Unity in Truth

And they healed the breach of the daughter of my people disgracefully, saying: Peace, peace: and there was no peace.

Jeremias 6:14

Christ warns us that not everyone who calls him Lord means what he says (Mt. 7:21). Likewise, it is easy to discount calls for unity when issued by men who betray their own professed faith and threaten to crush those who refuse to follow suit.

Unity is of course a noble goal, but like any other good it has to be sought with knowledge and skill.

Both are exhibited in this op-ed by professors Robert George of Princeton and Cornell West of Harvard.

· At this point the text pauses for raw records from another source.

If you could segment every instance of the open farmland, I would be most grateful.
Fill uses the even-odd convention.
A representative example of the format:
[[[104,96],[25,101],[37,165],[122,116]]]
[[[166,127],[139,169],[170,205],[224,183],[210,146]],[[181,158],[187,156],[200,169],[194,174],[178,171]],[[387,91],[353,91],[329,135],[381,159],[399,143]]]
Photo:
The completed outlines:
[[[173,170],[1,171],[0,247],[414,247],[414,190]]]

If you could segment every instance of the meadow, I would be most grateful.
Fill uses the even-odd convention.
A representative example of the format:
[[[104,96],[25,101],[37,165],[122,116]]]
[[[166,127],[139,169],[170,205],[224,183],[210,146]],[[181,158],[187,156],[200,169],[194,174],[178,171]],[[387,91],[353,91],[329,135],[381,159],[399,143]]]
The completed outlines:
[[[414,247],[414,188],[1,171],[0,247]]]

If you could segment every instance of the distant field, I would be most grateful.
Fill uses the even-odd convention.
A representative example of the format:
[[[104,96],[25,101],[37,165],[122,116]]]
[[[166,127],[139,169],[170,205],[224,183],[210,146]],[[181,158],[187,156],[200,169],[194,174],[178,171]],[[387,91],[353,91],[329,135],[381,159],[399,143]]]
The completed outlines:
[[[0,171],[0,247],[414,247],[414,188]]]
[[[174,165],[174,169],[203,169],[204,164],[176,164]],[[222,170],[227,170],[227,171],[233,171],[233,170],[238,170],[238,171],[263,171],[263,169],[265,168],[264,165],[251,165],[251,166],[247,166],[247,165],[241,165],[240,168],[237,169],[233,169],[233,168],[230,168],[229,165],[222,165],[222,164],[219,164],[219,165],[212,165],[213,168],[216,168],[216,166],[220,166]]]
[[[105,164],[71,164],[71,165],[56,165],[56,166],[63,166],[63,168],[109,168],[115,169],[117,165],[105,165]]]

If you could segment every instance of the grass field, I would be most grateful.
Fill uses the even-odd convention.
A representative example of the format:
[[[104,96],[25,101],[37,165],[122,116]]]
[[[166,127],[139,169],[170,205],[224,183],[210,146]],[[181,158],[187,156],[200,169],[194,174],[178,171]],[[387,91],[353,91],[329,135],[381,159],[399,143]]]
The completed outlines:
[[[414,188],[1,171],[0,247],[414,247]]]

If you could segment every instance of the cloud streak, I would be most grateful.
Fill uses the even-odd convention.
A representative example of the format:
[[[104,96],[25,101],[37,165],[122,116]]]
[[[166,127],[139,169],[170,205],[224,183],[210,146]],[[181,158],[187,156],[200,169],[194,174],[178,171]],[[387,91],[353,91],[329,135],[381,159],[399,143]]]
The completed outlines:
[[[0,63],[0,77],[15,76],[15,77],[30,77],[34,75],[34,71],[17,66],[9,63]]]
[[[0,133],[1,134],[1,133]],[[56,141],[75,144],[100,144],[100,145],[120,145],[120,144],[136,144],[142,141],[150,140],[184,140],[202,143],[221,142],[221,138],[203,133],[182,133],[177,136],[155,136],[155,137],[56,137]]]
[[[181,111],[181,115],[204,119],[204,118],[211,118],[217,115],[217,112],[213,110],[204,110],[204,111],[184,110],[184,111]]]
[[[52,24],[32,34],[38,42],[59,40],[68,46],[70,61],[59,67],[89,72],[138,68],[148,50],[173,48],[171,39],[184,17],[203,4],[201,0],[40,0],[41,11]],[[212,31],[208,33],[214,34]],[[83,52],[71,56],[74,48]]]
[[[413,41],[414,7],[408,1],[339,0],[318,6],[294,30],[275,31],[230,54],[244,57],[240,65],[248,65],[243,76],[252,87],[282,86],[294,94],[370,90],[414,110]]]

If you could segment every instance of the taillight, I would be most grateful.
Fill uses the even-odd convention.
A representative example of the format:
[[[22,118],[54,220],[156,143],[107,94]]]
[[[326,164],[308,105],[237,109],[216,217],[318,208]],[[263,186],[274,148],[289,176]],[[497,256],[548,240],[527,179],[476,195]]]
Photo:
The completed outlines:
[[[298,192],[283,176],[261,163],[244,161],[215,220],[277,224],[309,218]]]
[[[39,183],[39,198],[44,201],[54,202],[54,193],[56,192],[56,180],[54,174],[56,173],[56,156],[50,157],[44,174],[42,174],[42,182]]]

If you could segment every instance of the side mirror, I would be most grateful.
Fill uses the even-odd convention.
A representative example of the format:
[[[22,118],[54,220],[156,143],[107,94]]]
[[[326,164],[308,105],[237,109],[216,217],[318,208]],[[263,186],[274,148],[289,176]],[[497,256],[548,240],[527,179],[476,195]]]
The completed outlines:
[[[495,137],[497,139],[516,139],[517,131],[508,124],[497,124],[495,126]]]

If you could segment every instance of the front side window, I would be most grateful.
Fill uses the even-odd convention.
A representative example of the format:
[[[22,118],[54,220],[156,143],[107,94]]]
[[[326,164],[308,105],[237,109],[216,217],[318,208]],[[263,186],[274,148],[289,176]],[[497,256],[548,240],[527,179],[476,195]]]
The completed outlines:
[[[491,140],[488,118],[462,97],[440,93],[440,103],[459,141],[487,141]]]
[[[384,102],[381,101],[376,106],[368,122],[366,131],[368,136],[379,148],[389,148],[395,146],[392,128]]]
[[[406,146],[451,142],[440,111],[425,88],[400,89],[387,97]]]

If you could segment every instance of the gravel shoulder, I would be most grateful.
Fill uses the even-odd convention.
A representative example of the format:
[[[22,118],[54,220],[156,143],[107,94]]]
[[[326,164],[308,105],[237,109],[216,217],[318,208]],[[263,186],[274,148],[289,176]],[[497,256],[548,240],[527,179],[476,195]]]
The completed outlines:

Though on opposite sides of the partisan isle, George and West are longstanding friends who often teach together. At a time when American society is painfully breached, and her would-be healers offer us disgraceful remedies, their practical wisdom is worth pondering.

Two things are essential, they tell us, if unity is to be a reality rather than a slogan: “honesty and courage.”

Honesty means admitting that, as men not yet wise, we must regard truth as an object to pursue, rather than a rhetorical bludgeon.

Seeking truth demands admitting our own errors and the flaws of those we admire, and changing our minds when reality impels us to do so. It also includes honoring what is true and good in those with whom we have protracted disagreements.

Courage means defending the truth as we see it, and refusing to give way when our enemies (or even our friends) attempt to pressure rather than persuade us to see things their way.

Pride is obviously an obstacle to peace, yet passivity is as grave a danger, condemning the falsely humble to serve false masters.

The meek, whom we are told will inherit the earth, are resolved to follow God and nature even when doing so requires them to withstand the breezes of human folly.